Dalam AD/ART Demokrat tahun 2020, Pasal 17 ayat (6) menjabarkan delapan kewenangan Majelis Tinggi Partai dalam mengambil keputusan strategis.

Yaitu, keputusan terkait calon presiden dan wakil presiden, calon pimpinan DPR RI dan pimpinan MPR RI, calon partai koalisi di pemilihan presiden dan wakil presiden, calon anggota legislatif tingkat pusat, calon gubernur dan wakil gubernur dalam Pilkada, calon ketua umum partai Demokrat yang maju dalam Kongres dan Kongres Luar Biasa, penentuan kebijakan lain yang bernilai fudamental dan strategis bersama Ketua Umum DPP. Terakhir, penyelesaian perselisihan dan sengketa kewenangan antar lembaga di internal partai, apabila perselisihan dan sengketa tersebut tidak dapat diselesai Mahkamah Partai.

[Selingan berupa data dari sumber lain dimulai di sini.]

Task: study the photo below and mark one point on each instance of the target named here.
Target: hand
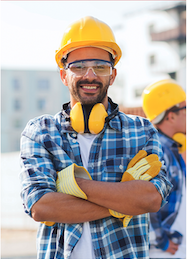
(172, 249)
(66, 183)
(141, 167)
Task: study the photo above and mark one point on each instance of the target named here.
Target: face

Tiga kewenangan terakhir baru ditambah pada AD/ART 2020. Pada AD/ART pengurus periode 2015-2020 tidak ada.

Kewenangan Besar SBY

Jhoni mengkritik penambahan kewenangan Majelis Tinggi menentukan calon ketua umum pada Kongres atau Kongres Luar Biasa. Begitu juga dengan kewenangan penyelesaian sengketa yang dinilai menabrak UU Partai Politik. Hak kader partai Demokrat, kata Jhoni, telah diamputasi.

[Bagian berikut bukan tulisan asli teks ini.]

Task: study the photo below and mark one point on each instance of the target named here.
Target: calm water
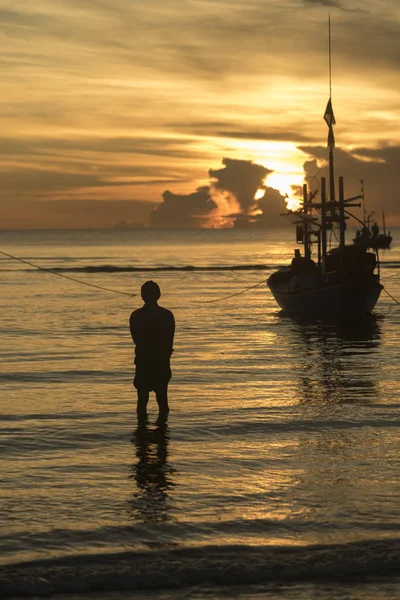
(279, 466)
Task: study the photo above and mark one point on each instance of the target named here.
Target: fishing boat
(371, 237)
(340, 280)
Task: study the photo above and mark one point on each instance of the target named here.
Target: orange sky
(108, 105)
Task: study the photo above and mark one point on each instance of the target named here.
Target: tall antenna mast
(330, 60)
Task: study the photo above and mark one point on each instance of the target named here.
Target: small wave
(120, 269)
(204, 566)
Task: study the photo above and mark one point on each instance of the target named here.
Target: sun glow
(284, 182)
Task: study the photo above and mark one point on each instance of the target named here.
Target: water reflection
(150, 503)
(338, 359)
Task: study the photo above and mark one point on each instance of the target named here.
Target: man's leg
(143, 399)
(162, 401)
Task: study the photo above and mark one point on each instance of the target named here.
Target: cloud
(332, 4)
(184, 210)
(229, 200)
(65, 214)
(242, 178)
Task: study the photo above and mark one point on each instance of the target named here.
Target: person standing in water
(152, 329)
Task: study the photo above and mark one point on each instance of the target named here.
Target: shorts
(152, 375)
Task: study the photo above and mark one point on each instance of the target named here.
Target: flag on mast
(329, 119)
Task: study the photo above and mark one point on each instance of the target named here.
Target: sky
(192, 113)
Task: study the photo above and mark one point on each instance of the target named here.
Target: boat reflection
(339, 359)
(153, 475)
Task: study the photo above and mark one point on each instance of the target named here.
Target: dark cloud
(242, 178)
(333, 4)
(378, 168)
(209, 205)
(184, 210)
(270, 208)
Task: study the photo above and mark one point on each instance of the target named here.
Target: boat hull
(337, 298)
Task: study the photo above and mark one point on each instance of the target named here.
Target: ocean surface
(277, 474)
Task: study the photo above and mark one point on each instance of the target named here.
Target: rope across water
(99, 287)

Hal kedua yang dipermasalahkan kubu Moeldoko adalah mukadimah atau pembukaan dalam AD/ART partai. Pembukaan AD/ART Partai Demokrat memang berubah di era AHY. Keseluruhan isi berubah cukup drastis. Namun yang menjadi sorotan kubu Moeldoko adalah dicantumkannya Susilo Bambang Yudhoyono (SBY) sebagai founding fathers Partai Demokrat bersama Ventje Rumangkang.

‘Awal Agustus 2001, Susilo Bambang Yudhoyono dan Ventje Rumangkang yang keduanya kemudian menjadi 'founding fathers' Partai Demokrat, menggagas berdirinya sebuah partai politik yang diyakini dapat berperan dalam pembangunan bangsa pasca krisis, utamanya dalam melaksanakan Amanah Reformasi 1998. Kedua Bapak Partai Demokrat tersebut selanjutnya mempersiapkan dasar-dasar organisasi kepartaian, utamanya haluan perjuangan, dan infrastruktur partai yang diperlukan. Dirumuskan pula manifesto politik yang memuat haluan, nilai dasar, idealisme, garis ideologi dan platform perjuangan partai. Tepat tanggal 9 September 2001, secara resmi Partai Demokrat beridiri dan saat itu pula mulai menjalankan visi dan pengabdian panjangnya kepada masyarakat, bangsa, dan negara tercinta’ demikian bunyi potongan pembukaan AD/ART Demokrat 2020.

Poin ini dianggap memalsukan akta pendirian Partai Demokrat. Sebab, bagi kubu Moeldoko, SBY bukan salah satu dari 99 orang pendiri Partai Demokrat.

"Kita laporkan sebagai pemalsuan khususnya pembukaan atau mukadimah AD/ART tak sesuai pada awalnya pendirian partai Demokrat oleh 99 pendiri," kata Jhoni.

Lebih lanjut, Jhoni mengklaim mukadimah tidak boleh asal diubah seperti UUD 1945. Harus melalui proses di pengadilan. Namun, kubu AHY membantah klaim tersebut.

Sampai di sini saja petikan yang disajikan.